Web apps: futur de l’Internet ou rêve inatteignable?

On nous dit que les web apps sont le futur des applications, tant sur poste de travail que sur mobile. Mais avec tous les obstacles qu’il leur faudra affronter, peuvent-elles réellement réussir ?

Le web a été créé pour partager des documents statiques, mais les navigateurs d’aujourd’hui sont capables de prendre en charge des sites qui ressemblent très fortement, par leur design comme leur utilisation, aux applications que nous faisons tourner directement sur notre smartphone ou notre poste de travail.

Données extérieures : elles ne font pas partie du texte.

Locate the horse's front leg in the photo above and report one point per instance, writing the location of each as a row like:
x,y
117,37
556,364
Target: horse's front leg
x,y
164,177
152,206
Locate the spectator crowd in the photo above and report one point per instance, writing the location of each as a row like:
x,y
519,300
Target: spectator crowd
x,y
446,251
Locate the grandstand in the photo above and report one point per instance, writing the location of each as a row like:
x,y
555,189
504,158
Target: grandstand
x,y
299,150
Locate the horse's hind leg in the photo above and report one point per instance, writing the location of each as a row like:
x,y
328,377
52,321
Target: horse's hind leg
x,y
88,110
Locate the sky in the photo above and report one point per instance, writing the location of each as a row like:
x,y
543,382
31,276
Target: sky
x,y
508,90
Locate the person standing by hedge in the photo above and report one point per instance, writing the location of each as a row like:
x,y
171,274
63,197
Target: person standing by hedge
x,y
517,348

Avançons de quelques années et le web pourrait devenir la plateforme de choix pour développer une application, plutôt qu’iOS ou Android. C’est l’un des objectifs de l’organisme de certification des standards web, le W3C, au sein de ses diverses missions de définition des technologies sur lesquelles se construit le web.

Ce que sont les web apps

Ces apps sont créées avec des technologies standardisées, conçues pour développer des sites web – à l’origine, le HTML, le CSS et le Javascript. Elles offrent une promesse : la possibilité de créer une application qui, avec un peu de bidouille pour l’adapter aux différents navigateurs et matériels, peut être distribuée sur presque n’importe quel appareil dans le monde, pourvu qu’il ait un navigateur.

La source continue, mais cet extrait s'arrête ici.